Ora, qual a perda em causa, tratando-se de um profissional debochado da chicana? Curiosamente, o debate com Jorge Pinto teve vários momentos em que Ventura se revelou transparente nos mecanismos de defesa que o levam para as cassetes chungas do seu reportório. Infelizmente, ainda não apareceu ninguém que consiga utilizar essas fragilidades para ser eficaz neste objectivo: encurralar o pulha na sua pulhice. Exemplo mais óbvio, a temática da corrupção. Que sabe Ventura acerca do fenómeno da corrupção em Portugal? Provavelmente, quase nada. Como não sabem os profissionais da calúnia estrelas na indústria da mesma. Porque, se soubesse, não se arriscaria a fazer desse assunto uma das principais bandeiras da sua retórica. Alguém que lhe comece a pedir números, registos ao ano e à década, instrumentos policiais e judiciais para o seu combate, condenações transitadas em julgado, tipologia dos corruptores e corrompidos, sectores com mais ocorrências, valores calculados dos prejuízos e ganhos ilícitos, e o Ventura de imediato tentaria fugir do aperto. Essa fuga seria desesperada, em pânico, e essa seria uma real perda de poder político. Como isto não acontece, ele só tem que falar de corrupção e de imediato agitar o papão Sócrates. Os jornalistas que calhem estar presentes calam-se e riem, porque comungam do mesmo passatempo.
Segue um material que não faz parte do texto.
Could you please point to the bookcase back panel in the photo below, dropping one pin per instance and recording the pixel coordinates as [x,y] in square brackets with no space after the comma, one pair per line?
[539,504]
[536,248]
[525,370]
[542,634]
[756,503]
Trump provou que o seu eleitorado realmente aceita que ele dê um tiro em alguém na Quinta Avenida, caso de repente lhe apeteça, sem que isso o leve a perder votos. Quem vota Ventura está na mesma alienação, são imunes a qualquer exibição de força dos adversários no campo dos factos e da racionalidade. Já não resistirão se virem o líder gabarolas e chico-esperto como um cobarde atarantado.